¿Por qué te abates, oh alma
mía, y por qué te turbas dentro de mí? Espera en Dios;
porque aún he de alabarle, salvación
mía y Dios mío. (Salmo 42:11).
Hemos
aprendido, en medio de las oscuras providencias, que no es sabio seguir
nuestro propio camino, ni hacer conjeturas
y reflexiones acerca de la fidelidad de Dios. Creo que podemos simpatizar
entre nosotros y entendernos. Nos ha
unido la gracia de nuestro Señor Jesucristo, y nos han unido lazos sagrados
nacidos en la aflicción...
A menudo las misericordias vienen
disfrazadas de aflicciones; no podemos saber lo que
hubiera ocurrido sin ellas.
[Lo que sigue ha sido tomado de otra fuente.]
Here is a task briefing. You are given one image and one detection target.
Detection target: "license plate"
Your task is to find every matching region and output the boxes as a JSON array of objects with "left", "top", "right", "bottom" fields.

Cuando Dios, en su
misteriosa providencia, cambia nuestros
planes y torna nuestro gozo en tristeza, debemos inclinarnos en
sumisión y decir: “Sea
hecha tu voluntad, Señor”.
Debemos
mantener una calmada confianza en Aquel
que nos ama y dio su vida por nosotros.
“De día
mandará Jehová su misericordia, y de noche su
cántico estará conmigo, y mi oración al
Dios de mi vida.
Diré a Dios: Roca mía, ¿por qué te has olvidado de mí? ¿Por qué andaré yo
enlutado por la opresión del enemigo?” Salmo 42:8,9...
El Señor
contempla nuestras aflicciones; con su gracia las
reparte y discrimina sabiamente. Como un
orfebre vigila el fuego hasta que la purificación se
complete.
El horno es
para purificar y refinar, no para
consumir y destruir. Los que confían en él podrán
alabar sus misericordias aun en medio de
sus juicios.
El
Señor siempre está vigilando para impartir, cuando más se las necesite,
nuevas y frescas bendiciones: fuerza en el tiempo de
debilidad; socorro
en la hora de peligro; amigos en tiempos de soledad; simpatía, divina y humana, en tiempos de tristeza.
Estamos en
camino al hogar. Aquel que nos
amó tanto como para morir por nosotros, también nos ha
preparado una ciudad.
La Nueva Jerusalén es nuestro hogar de descanso; y no hay tristezas en la ciudad de Dios; ni siquiera un lamento. No se escucharán endechas por causa de esperanzas quebrantadas o afectos sepultados.